虽然那铺盖和酒菜本是他自掏腰包,但见徐喻这么不识抬举,白镜也只能咬着后槽牙撇清干系。
“小人与郎君素不相识,这里面可没有什么私情啊!这,这……本都是监中的东西,本来就是给嫌犯用的,小人不过是看郎君身体单薄,稍加照顾罢了……”
“不良人逾越职权,擅自进入南监挪用公物,厚此薄彼,以情盖法……你叫什么来着?阿……阿……”
“阿猫阿狗!不重要!不重要!”
白镜恨得牙直痒,心中暗骂:“读书人!死脑筋!不见棺材不落泪!既然我煞费苦心给你预备的敬酒不吃,就别怪我要灌你几口罚酒了!”
他清了清嗓子,阴阳怪气道:“郎君啊,不是阿……不是小人说,您当南监是什么地方,这里进来容易,要出去可就难了,得有不良人的问供笔录,一条一条画押,无论哪个环节稍微拖延拖延,把您扣在这多待上个三天两日,不就耽误了您的铨选大事?您好不容易补位皇榜,若误了领职上任,这到手的官职可又要落到他人手中了,这岂不是天上掉下的馅饼落在您嘴里了,又让您吐给别人了,多亏啊!”
徐喻神色稍变,白镜觉得软刀子的威胁起到了作用,忙打一巴掌再给个甜枣。
“方才当着我们老大,小人不便做主,眼下没有别人,您有话尽可对小人直说,您要是着急出去,小人帮您想想办法……”
“误了便误了!人命关天,我岂能为了自己的仕途而罔顾真相!再说,这一科不中还有下一科,我平日里囿于书斋,自以为读遍圣贤经典便已知天下事,今日亲下南监,才知道大唐的朗朗乾坤之下还有这等藏污纳垢的角落!此番遭遇,权当徐某体察民情,若来科再考,徐某定要将今日体会详细论述,呈献圣上,针砭时弊,说不定,还会比这一科考得更好!”
白镜听得脑门直疼,心里暗暗骂着“你是考好了,我命没了”,脸上的笑容也快绷不住了。
“徐郎君,您可想好了,万一此案纠查不清,给您留下前科,莫说来年,您这一辈子可就再也没有考科举,求功名的机会了!”

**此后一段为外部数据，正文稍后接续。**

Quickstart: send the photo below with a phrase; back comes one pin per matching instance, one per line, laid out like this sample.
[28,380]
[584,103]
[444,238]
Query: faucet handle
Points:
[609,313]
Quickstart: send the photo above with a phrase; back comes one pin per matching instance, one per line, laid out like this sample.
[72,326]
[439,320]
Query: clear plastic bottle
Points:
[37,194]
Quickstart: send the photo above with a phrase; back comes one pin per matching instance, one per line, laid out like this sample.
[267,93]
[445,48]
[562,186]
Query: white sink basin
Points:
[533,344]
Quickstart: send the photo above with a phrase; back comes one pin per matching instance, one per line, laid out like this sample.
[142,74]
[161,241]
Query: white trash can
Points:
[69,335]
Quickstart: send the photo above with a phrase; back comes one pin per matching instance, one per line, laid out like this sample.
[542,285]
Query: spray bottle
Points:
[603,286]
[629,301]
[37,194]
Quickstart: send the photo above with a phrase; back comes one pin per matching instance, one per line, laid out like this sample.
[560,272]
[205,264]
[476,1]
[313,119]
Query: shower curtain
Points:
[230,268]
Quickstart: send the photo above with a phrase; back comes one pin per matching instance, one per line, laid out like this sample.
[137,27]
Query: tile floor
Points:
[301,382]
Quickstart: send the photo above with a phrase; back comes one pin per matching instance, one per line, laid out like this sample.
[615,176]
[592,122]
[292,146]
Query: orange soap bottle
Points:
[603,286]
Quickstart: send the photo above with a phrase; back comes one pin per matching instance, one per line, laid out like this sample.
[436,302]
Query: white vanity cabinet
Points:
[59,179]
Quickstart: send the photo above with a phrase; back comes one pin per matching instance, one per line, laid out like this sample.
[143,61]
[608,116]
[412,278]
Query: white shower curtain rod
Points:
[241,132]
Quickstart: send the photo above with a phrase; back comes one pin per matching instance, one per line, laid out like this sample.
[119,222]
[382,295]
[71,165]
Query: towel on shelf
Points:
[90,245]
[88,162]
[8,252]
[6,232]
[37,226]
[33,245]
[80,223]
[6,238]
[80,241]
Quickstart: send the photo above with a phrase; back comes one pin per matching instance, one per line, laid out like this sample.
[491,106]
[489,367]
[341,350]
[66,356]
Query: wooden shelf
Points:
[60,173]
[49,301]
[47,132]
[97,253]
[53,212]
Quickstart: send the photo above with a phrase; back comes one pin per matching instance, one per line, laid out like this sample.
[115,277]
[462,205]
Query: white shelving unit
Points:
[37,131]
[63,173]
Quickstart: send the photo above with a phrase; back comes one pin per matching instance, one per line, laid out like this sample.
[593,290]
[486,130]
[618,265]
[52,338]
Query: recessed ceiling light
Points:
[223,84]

“徐某求官并不是为了一己私利,而是立志为天下苍生谋求福泽!如果今日我亲眼看见挚友丧命都能置之不理,只考虑自身前途,趋利避害,即便将来真的做了官,又如何能对身处危难之中的百姓感同身受?又如何能秉公执法?”
白镜笑里藏刀,“好!郎君高见!那就依郎君的意思,这案子,咱们慢慢办!”
徐喻笔走龙蛇,“好!我会将与戚兄最后一次见面的情形详细记录,供你们查案!”
他没得到回复,再抬头时,白镜早已抽身离去!
离了县廨班房,孟得鹿一路打听,很快找到了位于青龙坊的戚宅。
她将那枚小小的鹿角细簪交给仆人老怀,老怀便很快将她引进了抱月的寝室。
时间真的好快,转眼间,孟得鹿与抱月已经一年未见了……
从十二岁起,她们便一起跟随义母庆雪学艺,孟得鹿习舞,抱月学乐,情同姐妹。
一年前,抱月与客人戚实佴相好,不顾义母反对,执意要从良随他来到长安,庆雪拗不过她,只得放行,姐妹一别便再没了音信,不想如今,她们在长安意外重逢,一切又已物是人非——
义母死了,抱月瞎了……
抱月满头钗环华贵,衣着彩履用料考究,就连双手双脚都戴满了成套的金手钏金脚钏,钏上挂满金铃,一摇一响,看起来,她夫君在世时为了装扮取悦她是不惜金钱的。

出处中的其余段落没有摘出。